ひな壇陳列 (ひなだんちんれつ)
ひな壇陳列とは、什器に段差をつけ、後方の列が高くなるように階段状に商品を並べる陳列手法です。ひな祭りの「ひな壇」のように見えることからこう呼ばれます。主に化粧品、医薬品、文房具、食料品の小袋など、サイズが小さく、種類(SKU)が多い商品を限られたスペースで効率よく、かつ美しく見せるために不可欠なテクニックです。
ひな壇陳列の主なメリット
-
後方の視認性確保
すべての段が同じ高さだと、前の商品が壁になり後ろの商品が見えなくなります。段差をつけることで、後方の商品のパッケージやフェイスがしっかりお客様の視界に入ります。 -
圧倒的なボリューム感と「満載感」
棚全体が商品で埋め尽くされているように見えるため、活気や賑わいを演出できます。これは「選ぶ楽しさ」をお客様に直感的に伝えます。 -
カテゴリーの整理整頓
段ごとに色や種類を分けることで、多種多様なアイテムを整然と管理できます。
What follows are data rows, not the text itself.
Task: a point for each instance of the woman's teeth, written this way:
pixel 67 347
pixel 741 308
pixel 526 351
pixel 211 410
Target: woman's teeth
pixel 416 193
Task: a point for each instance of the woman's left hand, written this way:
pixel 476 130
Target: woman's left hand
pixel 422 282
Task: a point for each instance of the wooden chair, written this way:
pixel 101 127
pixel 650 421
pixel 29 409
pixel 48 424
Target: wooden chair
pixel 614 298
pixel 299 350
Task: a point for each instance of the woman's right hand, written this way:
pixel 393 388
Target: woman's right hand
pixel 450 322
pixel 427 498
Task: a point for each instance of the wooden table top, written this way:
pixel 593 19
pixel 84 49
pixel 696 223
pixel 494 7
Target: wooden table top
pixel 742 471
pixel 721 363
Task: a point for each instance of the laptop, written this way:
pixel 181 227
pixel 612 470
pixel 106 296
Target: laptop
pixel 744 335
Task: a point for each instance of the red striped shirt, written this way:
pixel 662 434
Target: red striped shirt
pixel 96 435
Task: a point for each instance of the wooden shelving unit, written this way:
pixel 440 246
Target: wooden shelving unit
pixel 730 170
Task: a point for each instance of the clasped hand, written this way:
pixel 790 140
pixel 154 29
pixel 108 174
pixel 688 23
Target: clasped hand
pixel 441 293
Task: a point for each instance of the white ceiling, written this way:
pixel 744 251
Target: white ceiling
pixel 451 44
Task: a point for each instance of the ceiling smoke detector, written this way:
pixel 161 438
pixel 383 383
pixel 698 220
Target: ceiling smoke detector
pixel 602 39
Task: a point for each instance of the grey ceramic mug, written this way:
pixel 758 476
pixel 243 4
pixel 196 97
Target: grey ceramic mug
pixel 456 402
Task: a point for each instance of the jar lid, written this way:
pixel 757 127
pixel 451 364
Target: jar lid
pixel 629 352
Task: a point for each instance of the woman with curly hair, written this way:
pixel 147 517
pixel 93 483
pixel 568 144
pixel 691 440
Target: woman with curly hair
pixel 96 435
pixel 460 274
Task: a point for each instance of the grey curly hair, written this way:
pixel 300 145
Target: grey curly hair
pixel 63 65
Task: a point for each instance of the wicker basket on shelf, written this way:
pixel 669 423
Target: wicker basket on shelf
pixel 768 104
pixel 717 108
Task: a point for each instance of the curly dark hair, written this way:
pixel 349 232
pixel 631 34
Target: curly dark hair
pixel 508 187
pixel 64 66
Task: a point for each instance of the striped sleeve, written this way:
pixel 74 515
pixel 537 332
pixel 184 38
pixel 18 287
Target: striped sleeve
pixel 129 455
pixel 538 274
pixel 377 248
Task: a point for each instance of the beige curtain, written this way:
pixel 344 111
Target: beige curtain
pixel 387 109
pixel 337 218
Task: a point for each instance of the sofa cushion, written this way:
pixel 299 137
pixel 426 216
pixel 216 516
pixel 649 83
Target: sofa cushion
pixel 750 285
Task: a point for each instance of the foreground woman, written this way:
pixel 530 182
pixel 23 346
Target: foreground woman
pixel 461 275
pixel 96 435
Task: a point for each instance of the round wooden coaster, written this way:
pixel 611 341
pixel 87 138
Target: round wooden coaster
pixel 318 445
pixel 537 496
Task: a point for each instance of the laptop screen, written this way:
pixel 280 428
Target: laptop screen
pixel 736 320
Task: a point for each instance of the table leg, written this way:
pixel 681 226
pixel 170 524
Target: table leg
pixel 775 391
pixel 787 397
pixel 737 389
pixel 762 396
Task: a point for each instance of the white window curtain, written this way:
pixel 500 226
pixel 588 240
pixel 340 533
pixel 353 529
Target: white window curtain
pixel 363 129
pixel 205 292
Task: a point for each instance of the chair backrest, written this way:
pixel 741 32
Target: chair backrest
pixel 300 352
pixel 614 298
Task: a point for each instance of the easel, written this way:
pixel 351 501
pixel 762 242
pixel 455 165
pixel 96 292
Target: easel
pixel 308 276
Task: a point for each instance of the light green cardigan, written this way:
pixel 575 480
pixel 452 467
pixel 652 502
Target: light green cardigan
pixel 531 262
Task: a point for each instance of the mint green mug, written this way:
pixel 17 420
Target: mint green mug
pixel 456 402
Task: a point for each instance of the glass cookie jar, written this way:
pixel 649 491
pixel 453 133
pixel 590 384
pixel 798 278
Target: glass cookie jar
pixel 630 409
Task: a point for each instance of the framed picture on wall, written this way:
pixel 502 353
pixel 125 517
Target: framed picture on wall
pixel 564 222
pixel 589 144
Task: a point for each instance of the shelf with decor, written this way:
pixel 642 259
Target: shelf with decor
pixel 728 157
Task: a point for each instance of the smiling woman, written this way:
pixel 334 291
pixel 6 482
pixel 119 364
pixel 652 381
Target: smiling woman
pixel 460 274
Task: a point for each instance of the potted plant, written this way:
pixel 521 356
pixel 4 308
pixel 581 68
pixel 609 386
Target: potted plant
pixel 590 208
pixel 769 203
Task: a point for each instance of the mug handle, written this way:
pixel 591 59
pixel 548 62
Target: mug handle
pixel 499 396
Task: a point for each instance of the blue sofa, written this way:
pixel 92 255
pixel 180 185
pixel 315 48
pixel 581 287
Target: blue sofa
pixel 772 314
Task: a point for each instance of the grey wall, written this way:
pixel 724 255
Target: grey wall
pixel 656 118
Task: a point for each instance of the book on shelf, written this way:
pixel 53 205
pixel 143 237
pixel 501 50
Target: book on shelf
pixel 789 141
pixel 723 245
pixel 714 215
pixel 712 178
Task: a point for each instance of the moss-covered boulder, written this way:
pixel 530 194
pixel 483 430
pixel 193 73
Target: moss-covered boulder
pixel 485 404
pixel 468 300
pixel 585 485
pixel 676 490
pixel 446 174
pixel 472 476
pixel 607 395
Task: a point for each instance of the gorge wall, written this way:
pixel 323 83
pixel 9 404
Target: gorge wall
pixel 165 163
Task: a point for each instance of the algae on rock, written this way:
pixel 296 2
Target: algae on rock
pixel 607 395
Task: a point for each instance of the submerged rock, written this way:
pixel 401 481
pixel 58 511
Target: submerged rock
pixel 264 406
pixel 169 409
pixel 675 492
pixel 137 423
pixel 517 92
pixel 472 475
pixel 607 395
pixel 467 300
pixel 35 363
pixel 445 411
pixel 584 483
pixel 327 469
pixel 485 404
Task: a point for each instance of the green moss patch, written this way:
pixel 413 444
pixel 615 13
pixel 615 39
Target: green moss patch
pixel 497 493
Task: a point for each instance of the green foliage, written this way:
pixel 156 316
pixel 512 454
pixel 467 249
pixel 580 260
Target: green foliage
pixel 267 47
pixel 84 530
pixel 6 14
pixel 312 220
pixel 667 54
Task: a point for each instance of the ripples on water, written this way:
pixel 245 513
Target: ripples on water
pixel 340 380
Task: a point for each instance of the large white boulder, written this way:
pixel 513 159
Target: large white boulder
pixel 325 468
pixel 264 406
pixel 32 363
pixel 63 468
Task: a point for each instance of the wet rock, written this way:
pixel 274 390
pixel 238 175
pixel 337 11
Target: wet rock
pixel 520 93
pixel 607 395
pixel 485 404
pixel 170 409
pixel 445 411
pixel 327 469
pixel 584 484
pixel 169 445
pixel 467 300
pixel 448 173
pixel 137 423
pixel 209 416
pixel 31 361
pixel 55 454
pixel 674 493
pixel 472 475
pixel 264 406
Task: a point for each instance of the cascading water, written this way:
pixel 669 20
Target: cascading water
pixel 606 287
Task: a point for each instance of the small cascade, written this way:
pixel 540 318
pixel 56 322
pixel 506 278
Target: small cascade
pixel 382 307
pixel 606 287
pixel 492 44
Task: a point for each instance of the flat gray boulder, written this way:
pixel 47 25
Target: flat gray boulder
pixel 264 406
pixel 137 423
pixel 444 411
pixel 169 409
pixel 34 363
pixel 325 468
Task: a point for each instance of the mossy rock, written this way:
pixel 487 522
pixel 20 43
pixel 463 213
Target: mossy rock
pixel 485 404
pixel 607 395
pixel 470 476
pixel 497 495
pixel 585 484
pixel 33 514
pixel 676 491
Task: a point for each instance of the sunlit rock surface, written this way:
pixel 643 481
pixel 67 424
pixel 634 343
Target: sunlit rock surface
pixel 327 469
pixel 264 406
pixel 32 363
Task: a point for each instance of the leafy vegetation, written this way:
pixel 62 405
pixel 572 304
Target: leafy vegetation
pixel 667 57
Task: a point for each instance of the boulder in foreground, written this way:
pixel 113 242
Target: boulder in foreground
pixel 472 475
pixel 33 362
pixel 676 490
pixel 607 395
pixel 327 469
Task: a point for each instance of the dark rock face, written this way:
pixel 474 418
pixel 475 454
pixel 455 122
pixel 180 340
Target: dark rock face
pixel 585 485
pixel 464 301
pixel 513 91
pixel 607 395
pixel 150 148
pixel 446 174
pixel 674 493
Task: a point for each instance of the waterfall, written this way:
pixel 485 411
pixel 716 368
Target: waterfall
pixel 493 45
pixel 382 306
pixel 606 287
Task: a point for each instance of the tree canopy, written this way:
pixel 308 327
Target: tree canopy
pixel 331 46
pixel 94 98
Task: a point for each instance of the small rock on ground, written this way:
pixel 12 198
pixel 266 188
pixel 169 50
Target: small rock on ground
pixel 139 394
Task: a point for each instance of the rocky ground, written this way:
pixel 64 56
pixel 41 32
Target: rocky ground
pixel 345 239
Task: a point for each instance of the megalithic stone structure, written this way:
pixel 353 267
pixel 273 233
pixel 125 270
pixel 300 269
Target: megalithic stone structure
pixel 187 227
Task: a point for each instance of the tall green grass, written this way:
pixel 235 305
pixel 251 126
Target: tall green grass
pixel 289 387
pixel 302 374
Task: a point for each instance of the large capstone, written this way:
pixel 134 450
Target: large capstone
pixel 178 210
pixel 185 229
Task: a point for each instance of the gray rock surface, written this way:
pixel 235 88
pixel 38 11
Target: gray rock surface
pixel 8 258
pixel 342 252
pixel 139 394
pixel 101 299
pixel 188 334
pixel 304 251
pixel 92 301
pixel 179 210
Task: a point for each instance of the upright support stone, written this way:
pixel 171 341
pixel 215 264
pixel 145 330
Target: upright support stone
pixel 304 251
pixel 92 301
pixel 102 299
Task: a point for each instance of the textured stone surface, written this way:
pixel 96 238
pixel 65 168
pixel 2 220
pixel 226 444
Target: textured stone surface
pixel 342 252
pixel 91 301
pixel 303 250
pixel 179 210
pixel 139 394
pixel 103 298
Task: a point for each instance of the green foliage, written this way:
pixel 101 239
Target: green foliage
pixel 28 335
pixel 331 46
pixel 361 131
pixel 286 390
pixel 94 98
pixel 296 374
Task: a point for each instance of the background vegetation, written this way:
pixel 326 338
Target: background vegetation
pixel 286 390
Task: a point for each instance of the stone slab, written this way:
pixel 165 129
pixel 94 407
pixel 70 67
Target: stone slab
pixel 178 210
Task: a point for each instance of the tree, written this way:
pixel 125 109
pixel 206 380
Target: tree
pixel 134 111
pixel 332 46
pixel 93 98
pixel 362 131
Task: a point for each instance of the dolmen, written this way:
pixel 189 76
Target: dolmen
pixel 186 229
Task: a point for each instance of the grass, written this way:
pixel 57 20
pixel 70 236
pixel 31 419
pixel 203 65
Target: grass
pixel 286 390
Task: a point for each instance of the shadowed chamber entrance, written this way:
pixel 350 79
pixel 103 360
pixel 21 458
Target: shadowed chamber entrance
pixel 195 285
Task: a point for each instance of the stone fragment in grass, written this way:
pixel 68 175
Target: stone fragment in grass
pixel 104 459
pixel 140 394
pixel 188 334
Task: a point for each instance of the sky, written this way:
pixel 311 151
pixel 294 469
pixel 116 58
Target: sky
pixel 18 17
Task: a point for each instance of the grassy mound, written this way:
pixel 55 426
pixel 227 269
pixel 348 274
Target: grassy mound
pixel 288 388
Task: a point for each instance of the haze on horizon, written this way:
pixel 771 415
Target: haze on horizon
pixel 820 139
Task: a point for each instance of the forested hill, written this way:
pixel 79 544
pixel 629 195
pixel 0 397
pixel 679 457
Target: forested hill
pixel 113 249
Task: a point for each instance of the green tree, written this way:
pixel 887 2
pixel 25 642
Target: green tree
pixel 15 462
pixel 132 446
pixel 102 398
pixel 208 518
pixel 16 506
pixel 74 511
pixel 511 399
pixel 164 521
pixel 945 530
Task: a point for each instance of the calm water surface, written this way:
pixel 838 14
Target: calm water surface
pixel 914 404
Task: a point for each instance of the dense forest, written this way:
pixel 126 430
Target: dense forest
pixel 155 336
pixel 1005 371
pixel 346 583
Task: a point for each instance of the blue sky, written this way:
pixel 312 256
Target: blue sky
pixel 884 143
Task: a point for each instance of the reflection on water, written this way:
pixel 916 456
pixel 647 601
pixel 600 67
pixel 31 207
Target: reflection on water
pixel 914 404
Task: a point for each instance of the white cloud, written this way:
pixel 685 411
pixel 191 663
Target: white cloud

お客様にとっても「どこに何があるか」が分かりやすく、比較検討がスムーズになります。 -
スペースの有効活用
奥行きがある棚でも、高さを出すことで「奥に埋もれる」死蔵在庫を作らず、すべてのスペースを販売面として機能させることができます。
演出を支える什器とツール
ひな壇陳列は、専用の什器や「底上げパーツ」を使って構築されます。
-
アクリル製ひな壇(ライザー): 透明なアクリルで作られた階段状の台です。什器の上に置くだけで即座にひな壇が作れます。透明なので棚の照明を遮らず、商品だけが浮き上がって見える清潔感のある演出が可能です。
-
仕切り板(ディバイダー): 横に商品が倒れないよう、アクリルや樹脂の板で列を固定します。これにより、一つ商品が売れても全体の形が崩れず、美しいフェイシングを維持できます。
-
紙製(カートン)ひな壇: 新商品のキャンペーンなどで、什器ごと全国に配送される「ワンウェイ什器」によく見られます。什器全体にグラフィックを印刷できるため、高い販促効果を発揮します。
-
LED照明の併用: 段差の影を消すために、各段の先端や背後からLEDで照らすことで、宝石箱のようなキラキラとした輝きを演出できます。